Investoren fordern zunehmend mehr Diversität in Aufsichtsräten und Vorständen
Immer mehr Investoren schreiben sich Diversitätsziele in die Anlagekriterien. Während sie bei ihrem Stimmverhalten zum Teil noch hinter den eigenen Anforderungen zurückbleiben, wird das Thema dennoch dringlicher werden.

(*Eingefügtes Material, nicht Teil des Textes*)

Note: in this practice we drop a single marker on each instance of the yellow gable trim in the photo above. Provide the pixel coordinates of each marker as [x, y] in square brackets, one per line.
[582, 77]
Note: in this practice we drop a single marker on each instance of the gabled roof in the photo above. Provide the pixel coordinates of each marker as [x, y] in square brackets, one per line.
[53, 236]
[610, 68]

Beinahe drei Viertel der 30 einflussreichsten institutionellen Investoren am deutschen Markt forderten 2022 von Unternehmen in ihrem Portfolio Diversität in den Spitzengremien. Das zeigt die Studie „Der Einfluss institutioneller Investoren auf die Diversität in Deutschen Aufsichtsräten und Vorständen – Trendanalyse 2020-2022“ von der Initiative „Investors4Diversity“, die in Kooperation mit der EQS Group, der AllBright Stiftung, ECBE und Mazars entstanden ist.
Die Studie basiert auf der Analyse der 30 wichtigsten institutionellen Investoren und deren Abstimmungsverhalten in 40 Unternehmen, die im in den deutschen Leitindizes DAX und MDAX gelistet sind, darunter Adidas, Deutsche Bank, Eon, Porsche, Siemens, Deutsche Wohnen, Knorr Bremse und RTL. Für die Ermittlung der Top-Investoren stützten sich die Autorinnen und Autoren der Studie auf Daten über die Besitzstruktur von Unternehmen, die von der EQS Group zur Verfügung gestellt wurden, und wählten die 30 Investoren mit den größten Stimmrechtsanteilen aus.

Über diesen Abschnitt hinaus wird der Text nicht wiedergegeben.